What we’ve done with RealWear is to lead with safety first. Eyes forward, hands free. How do we convey that information and applications that maintains situational awareness and safety?
Andy Lowery, Cofounder and CEO of RealWear
Our target audience is maintenance, repair and operators on the frontline in dangerous industrial situations. The products are different than AR at HoloLens, but we feel over time we will go more immersive. But we will maintain the safety aspect and fall back on safety.
I was talking to John Waldron (President and CEO, Safety and Productivity Solutions) about 6 months ago about this. Honeywell has a very interesting philosophy.

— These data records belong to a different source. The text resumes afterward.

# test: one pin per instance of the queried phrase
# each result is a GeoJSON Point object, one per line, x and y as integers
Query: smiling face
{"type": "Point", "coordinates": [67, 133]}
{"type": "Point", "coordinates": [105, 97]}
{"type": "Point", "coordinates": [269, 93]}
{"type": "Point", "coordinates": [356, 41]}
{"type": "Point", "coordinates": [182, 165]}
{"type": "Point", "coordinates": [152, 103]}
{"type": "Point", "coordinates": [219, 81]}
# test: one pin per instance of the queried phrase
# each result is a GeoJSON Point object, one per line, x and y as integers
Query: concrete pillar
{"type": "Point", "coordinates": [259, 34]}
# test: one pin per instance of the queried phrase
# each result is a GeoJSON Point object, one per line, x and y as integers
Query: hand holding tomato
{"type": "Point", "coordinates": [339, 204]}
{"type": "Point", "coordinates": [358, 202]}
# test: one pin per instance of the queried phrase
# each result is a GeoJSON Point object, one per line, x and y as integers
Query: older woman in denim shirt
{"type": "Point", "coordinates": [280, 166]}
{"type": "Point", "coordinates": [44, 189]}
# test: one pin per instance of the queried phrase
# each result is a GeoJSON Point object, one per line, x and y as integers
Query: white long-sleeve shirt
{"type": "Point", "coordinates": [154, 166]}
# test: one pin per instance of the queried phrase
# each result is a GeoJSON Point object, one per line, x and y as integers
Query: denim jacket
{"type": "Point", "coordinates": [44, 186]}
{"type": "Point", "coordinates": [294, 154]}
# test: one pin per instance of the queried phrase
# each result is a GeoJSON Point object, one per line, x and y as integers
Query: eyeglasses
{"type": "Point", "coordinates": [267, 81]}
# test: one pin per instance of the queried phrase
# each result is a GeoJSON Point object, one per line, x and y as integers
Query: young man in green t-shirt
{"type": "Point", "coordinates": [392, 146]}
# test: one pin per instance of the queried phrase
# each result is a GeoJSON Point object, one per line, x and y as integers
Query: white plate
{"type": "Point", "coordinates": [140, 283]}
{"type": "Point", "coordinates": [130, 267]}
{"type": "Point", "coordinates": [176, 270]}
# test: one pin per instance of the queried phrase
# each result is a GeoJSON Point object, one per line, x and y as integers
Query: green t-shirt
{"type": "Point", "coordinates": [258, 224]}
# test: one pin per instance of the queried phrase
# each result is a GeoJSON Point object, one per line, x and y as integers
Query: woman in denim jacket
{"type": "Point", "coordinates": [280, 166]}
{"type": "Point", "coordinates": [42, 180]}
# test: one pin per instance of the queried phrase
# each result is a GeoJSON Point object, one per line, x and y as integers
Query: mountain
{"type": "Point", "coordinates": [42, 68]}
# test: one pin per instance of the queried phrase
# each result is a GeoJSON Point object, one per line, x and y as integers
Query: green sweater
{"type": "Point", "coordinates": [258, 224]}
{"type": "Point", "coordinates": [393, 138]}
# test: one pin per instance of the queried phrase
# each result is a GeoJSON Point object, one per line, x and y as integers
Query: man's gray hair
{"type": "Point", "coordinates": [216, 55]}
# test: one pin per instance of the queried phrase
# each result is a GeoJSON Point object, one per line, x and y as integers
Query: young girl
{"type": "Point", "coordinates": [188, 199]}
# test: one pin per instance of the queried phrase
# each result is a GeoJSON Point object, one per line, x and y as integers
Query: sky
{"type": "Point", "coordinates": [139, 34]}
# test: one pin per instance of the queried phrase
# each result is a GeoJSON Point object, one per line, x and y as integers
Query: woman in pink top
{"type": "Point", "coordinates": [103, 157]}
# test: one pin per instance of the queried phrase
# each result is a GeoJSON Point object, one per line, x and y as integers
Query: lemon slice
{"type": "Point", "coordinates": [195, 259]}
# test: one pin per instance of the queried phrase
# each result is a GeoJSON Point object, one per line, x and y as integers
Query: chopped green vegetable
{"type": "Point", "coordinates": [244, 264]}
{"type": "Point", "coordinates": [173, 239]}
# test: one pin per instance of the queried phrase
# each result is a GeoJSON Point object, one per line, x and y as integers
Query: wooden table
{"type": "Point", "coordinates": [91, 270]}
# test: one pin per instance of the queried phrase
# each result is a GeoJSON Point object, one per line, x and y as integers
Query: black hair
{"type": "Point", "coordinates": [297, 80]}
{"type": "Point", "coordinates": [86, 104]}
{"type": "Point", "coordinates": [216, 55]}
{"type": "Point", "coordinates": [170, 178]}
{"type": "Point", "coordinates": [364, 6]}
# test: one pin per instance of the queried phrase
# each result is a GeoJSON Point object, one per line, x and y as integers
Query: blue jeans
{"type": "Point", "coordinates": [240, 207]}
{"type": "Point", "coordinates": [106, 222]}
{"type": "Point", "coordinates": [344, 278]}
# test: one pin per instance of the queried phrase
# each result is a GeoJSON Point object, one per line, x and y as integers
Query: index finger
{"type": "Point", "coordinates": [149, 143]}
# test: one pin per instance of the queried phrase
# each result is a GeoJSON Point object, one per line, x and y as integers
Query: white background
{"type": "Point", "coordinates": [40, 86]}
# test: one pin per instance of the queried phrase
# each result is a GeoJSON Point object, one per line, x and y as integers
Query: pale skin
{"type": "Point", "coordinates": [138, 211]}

They showed me a Cartesian coordinate with safety on the y-axis and productivity on the x-axis. He drew a curve and he said, Honeywell never does anything that doesn’t move the curve outward in both dimensions.
That’s also RealWear’s philosophy.
So as we move into more immersive systems or even more prosumer systems (indoor use, outdoor use, hospitals, etc) we will always maintain the idea that until the technology is ready and can be safe and basically eliminate sort of a user interface and the feeling of having something blocking between you and the real world, we will continue to step slowly into the overall immersive augmented reality market.
But I do believe it’s going to be that. It’s going to be much more immersive and integrated with reality as the technology improves.